# Thread: A couple more subgroup questions

1. ## A couple more subgroup questions

1. Find all the subgroups of Q8. (Q8 = {I, -I, J, -J, K, -K, L, -L}. Different notation can be used as well). Show that Q8 is an example of a nonabelian group with the property that all its proper subgroups are cyclic.

2. a) Let G be a cyclic group of order n. Show that if m is a positive integer, then G has an element of order m IFF m divides n.
b) Let G be a cyclic group of order 40. List all the possibilities for the orders of elements of G.

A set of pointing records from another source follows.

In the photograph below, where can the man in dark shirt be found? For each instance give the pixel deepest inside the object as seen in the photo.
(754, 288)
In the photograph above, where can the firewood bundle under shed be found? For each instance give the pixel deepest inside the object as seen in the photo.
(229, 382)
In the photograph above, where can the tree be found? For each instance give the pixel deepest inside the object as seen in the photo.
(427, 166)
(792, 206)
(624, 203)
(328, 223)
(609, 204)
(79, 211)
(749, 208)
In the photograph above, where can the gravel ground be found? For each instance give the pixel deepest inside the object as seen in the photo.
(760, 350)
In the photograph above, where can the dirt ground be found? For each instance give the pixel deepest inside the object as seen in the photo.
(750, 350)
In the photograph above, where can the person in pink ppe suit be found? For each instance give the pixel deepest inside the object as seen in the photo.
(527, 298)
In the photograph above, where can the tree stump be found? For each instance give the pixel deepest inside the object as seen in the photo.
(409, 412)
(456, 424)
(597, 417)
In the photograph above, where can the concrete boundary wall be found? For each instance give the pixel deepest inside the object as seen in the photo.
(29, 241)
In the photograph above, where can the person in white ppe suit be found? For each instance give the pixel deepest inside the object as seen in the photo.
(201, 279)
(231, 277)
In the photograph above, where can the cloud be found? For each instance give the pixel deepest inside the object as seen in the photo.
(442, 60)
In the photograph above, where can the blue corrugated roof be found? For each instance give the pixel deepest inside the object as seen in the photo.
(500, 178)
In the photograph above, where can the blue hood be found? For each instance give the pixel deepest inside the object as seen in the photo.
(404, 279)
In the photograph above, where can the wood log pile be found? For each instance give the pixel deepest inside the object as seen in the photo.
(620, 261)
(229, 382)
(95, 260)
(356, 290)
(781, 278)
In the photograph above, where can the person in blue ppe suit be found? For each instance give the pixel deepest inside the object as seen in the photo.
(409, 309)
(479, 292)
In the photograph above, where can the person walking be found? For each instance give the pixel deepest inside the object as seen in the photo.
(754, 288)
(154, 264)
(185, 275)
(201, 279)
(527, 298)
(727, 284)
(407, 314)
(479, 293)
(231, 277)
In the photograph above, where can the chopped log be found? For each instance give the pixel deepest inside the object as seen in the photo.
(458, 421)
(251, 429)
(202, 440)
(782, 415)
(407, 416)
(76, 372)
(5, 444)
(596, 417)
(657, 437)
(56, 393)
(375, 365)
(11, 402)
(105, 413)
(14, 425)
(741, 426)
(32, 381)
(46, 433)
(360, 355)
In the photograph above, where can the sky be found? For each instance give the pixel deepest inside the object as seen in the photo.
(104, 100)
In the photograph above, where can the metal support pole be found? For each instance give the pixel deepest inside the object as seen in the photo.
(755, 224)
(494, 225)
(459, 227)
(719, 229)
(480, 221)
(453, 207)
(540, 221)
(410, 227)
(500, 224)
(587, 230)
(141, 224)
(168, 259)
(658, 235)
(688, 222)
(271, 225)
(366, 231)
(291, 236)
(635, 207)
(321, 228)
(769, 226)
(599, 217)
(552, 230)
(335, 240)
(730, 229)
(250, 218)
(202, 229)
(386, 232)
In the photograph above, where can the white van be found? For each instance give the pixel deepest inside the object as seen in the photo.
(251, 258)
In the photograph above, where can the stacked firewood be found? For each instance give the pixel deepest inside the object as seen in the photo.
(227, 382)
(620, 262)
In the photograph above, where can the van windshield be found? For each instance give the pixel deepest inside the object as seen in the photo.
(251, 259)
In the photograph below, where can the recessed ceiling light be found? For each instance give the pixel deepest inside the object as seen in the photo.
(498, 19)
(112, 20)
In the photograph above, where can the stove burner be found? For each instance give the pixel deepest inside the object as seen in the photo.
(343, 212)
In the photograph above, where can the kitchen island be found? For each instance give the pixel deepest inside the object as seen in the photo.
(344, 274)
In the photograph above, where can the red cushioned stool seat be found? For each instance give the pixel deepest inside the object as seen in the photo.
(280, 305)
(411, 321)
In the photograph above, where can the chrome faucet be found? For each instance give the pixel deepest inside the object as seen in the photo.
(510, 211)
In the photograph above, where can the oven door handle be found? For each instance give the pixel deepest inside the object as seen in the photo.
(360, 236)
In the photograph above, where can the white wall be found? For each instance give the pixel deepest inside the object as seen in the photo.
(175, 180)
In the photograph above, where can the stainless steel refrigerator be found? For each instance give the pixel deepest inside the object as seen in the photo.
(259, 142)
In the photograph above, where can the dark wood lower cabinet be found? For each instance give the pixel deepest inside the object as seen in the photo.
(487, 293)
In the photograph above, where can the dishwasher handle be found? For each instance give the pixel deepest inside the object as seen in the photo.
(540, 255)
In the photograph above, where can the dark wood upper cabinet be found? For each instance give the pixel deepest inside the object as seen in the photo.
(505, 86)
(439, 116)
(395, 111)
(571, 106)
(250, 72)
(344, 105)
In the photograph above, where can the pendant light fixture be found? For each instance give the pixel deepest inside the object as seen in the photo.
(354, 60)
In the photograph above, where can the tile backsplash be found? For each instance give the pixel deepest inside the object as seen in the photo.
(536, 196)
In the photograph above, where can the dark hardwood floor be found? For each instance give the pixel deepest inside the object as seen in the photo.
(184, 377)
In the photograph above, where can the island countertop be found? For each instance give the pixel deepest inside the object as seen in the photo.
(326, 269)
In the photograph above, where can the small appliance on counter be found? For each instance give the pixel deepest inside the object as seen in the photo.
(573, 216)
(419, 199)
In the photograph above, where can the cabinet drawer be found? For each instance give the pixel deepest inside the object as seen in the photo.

3. Let G = <x> be a cyclic group of order 144. How many elements are there in the subgroup <x^26>?

4. Construct a nonabelian group of order 16, and one of order 24.

2. Originally Posted by Janu42
1. Find all the subgroups of Q8. (Q8 = {I, -I, J, -J, K, -K, L, -L}. Different notation can be used as well). Show that Q8 is an example of a nonabelian group with the property that all its proper subgroups are cyclic.
using lagrange's thm, subgroups of Q8 is of order 1, 2, 4 and 8.. get all subgroups then..

Originally Posted by Janu42
2. a) Let G be a cyclic group of order n. Show that if m is a positive integer, then G has an element of order m IFF m divides n.
b) Let G be a cyclic group of order 40. List all the possibilities for the orders of elements of G.
a) for ( $\Rightarrow$) $G$ is cyclic, then $G=$ and $a^n=e$. Let $b\in G$ such that $b^m=e$. then $b=a^k$ for some natural number $k$. thus $b^m = a^{km} = e = a^n$ you can continue from here..

on the other direction, if $m|n$, then $n=mk$ for some integer $k$. thus $e=a^n=a^{mk}=(a^k)^m$...

Originally Posted by Janu42
3. Let G = <x> be a cyclic group of order 144. How many elements are there in the subgroup <x^26>?
$\frac{\mbox{lcm }\{144, 26\}}{26}$

Originally Posted by Janu42
4. Construct a nonabelian group of order 16, and one of order 24.
i think, $Q_8\times \mathbb{Z}_2$ is non-abelian..
$S_4$ is non-abelian

3. I'm still confused on #1 and #4....

Can someone explain to me how #1 works exactly?

4. Originally Posted by Janu42
4. Construct a nonabelian group of order 16, and one of order 24.
In general if for any even number $>4$ there exists an non-abelian group. Just construct $D_n$ - the dihedral group of order $2n$.

5. The dihedral group? I don't know if we've learned that yet....

What exactly is the structure of the dihedral group?

6. Originally Posted by Janu42
What exactly is the structure of the dihedral group?
A geometric way to think of it is all the symmetries of a regular $n$-gon.
There are $n$ rotations which perserve the polygon.
And there are $2$ reflections through each vertex.
So there are a total of $2n$ symmetries, and these symmetries form the dihedral group.

7. i think, $Q_8\times \mathbb{Z}_2$ is non-abelian..
$S_4$ is non-abelian
Is $Q_8\times \mathbb{Z}_2$ a group of order 16? And the group $S_4$ is order 24?

And for #1, the subgroups of Q8, if I'm not mistaken, are the subgroups {I}, {I, -I}, {I, -I, J, -J}, {I, -I, K, -K}, and {I, -I, L, -L}? However, I don't know if these subgroups are cyclic, because the question asks us to show that all the subgroups of Q8 are cyclic, so I don't know, I'm rather confused on this whole question.

8. Originally Posted by Janu42
And for #1, the subgroups of Q8, if I'm not mistaken, are the subgroups {I}, {I, -I}, {I, -I, J, -J}, {I, -I, K, -K}, and {I, -I, L, -L}? However, I don't know if these subgroups are cyclic, because the question asks us to show that all the subgroups of Q8 are cyclic, so I don't know, I'm rather confused on this whole question.
the subgroups of $Q_8$ are {I}, {I, -I}, {I, -I, J, -J}, {I, -I, K, -K}, and {I, -I, L, -L} and they are all cyclic..

Originally Posted by Janu42
Is $Q_8\times \mathbb{Z}_2$ a group of order 16? And the group $S_4$ is order 24?
if $(a,b) \in Q_8\times \mathbb{Z}_2$, then there will be 8 choices for $a$ and 2 choices for $b$ which make it 16 choices for the element $(a,b)$.. since Q_8 is non-abelian, so is $Q_8\times \mathbb{Z}_2$

$|S_n|= n!$